No circularity: empirical method with external benchmark validation

full rationale

The manuscript is an empirical proposal introducing MATE, a Multi-Modal MoE policy with a cross-modal cosine router, temperature-controlled routing, and noise injection. No equations, derivations, or parameter-fitting steps are present that could reduce a claimed prediction to its own inputs by construction. The headline result (4.75% success-rate gain on LIBERO under data scarcity) is presented as an experimental outcome measured against external baselines, not as a self-referential quantity. No self-citation chains, uniqueness theorems, or ansatzes are invoked to justify core mechanisms. The work is therefore self-contained against external benchmarks with no load-bearing circular steps.
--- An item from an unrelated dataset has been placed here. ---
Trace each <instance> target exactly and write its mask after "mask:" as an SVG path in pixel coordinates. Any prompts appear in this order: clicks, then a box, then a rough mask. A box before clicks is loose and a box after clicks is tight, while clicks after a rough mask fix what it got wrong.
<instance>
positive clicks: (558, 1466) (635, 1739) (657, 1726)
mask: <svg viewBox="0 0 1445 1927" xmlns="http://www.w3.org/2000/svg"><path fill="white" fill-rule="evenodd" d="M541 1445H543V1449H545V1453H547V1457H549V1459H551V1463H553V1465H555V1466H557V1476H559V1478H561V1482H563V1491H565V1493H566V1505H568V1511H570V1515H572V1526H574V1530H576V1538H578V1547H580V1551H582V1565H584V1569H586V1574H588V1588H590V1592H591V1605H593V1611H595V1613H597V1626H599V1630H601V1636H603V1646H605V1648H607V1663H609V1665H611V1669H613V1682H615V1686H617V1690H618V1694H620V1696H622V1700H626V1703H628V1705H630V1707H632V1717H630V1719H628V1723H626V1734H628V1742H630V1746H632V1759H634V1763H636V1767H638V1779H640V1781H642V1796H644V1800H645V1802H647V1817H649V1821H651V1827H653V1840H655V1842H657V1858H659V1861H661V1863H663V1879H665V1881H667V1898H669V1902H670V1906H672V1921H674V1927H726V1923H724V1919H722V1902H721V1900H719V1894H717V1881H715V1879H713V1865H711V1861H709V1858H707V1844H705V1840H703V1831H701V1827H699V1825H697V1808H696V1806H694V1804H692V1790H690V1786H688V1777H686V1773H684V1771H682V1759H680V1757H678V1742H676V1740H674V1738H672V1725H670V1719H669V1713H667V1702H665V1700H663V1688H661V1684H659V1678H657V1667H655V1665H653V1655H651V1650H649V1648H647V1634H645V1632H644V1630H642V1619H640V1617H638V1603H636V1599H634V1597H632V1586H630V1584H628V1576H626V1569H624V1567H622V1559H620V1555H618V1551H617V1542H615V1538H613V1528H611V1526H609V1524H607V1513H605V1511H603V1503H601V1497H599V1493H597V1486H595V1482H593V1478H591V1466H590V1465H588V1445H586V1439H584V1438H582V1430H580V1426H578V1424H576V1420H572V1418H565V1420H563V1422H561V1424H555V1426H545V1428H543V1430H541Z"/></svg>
Axiom & Free-Parameter Ledger

0 free parameters · 0 axioms · 1 invented entities

The central claim rests on the effectiveness of newly proposed architectural components (multi-modal MoE, cosine router, temperature routing, noise injection) whose benefits are asserted via benchmark results; no free parameters, mathematical axioms, or external evidence for the invented routing mechanisms are supplied in the abstract.

invented entities (1)
  • Multi-Modal MoE architecture with cross-modal cosine router no independent evidence
    purpose: Achieve fine-grained sub-token feature decoupling and stable expert assignment across heterogeneous modalities
    Newly introduced routing mechanism whose stability claims rest on the paper's own experiments.